I’m glad that Ms. Cannaday is having success in her classroom. Here’s my worry:
I taught high school English as well, for thirty-seven years. What I found—the elephant in the living room if you will--is that assigned reading like this drives out all other reading. In addition, few students (and I had many, many excellent students) do all of the assigned reading—or even most of it. They dip into it here and there, and listen to class discussions. They may even go on the Internet and read summaries. But the actual amount of reading they are doing is small.
I’m sure she can have interesting discussions with her students. I just don’t think a few essays and All Quiet will substantially improve her students’ reading skills—although selling the curriculum will surely improve the bottom line of her employers, Scholastic and Student Achievement Partners.

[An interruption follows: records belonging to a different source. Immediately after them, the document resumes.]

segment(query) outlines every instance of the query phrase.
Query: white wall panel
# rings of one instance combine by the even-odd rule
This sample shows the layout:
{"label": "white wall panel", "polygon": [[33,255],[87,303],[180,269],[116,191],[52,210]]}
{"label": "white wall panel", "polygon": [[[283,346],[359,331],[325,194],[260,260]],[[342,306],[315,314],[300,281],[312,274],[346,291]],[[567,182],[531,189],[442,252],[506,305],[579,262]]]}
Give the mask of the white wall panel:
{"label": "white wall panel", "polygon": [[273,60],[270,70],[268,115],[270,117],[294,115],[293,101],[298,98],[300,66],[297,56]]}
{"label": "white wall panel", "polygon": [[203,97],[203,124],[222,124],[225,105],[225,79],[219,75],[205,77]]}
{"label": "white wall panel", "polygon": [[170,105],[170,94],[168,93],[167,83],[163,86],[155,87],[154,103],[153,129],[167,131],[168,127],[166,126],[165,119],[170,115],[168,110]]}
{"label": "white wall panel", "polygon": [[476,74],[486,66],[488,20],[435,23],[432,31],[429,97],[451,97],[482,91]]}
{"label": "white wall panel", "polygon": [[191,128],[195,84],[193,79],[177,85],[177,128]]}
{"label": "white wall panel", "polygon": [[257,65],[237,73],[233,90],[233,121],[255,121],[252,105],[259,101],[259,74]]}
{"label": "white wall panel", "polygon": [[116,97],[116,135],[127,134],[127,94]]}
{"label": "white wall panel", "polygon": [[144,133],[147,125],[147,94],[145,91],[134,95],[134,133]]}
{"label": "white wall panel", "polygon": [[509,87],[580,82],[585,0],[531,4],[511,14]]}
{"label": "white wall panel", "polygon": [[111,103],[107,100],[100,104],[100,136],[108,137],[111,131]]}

Professor Stephen Krashen, of UCLA, is adamant that the research shows that teaching skills is just testing skills; kids acquire skills through wide, avid reading. The kind of curriculum that Ms. Canndaday advocates does little to develop a love of reading in students. Actually, it will drive most students away from books.
The only way that students acquire sophisticated reading, and thinking, skills is by forming a habit and love of reading. That’s what schools should focus on. Interview the top SAT scorers. You’ll find they are all avid readers.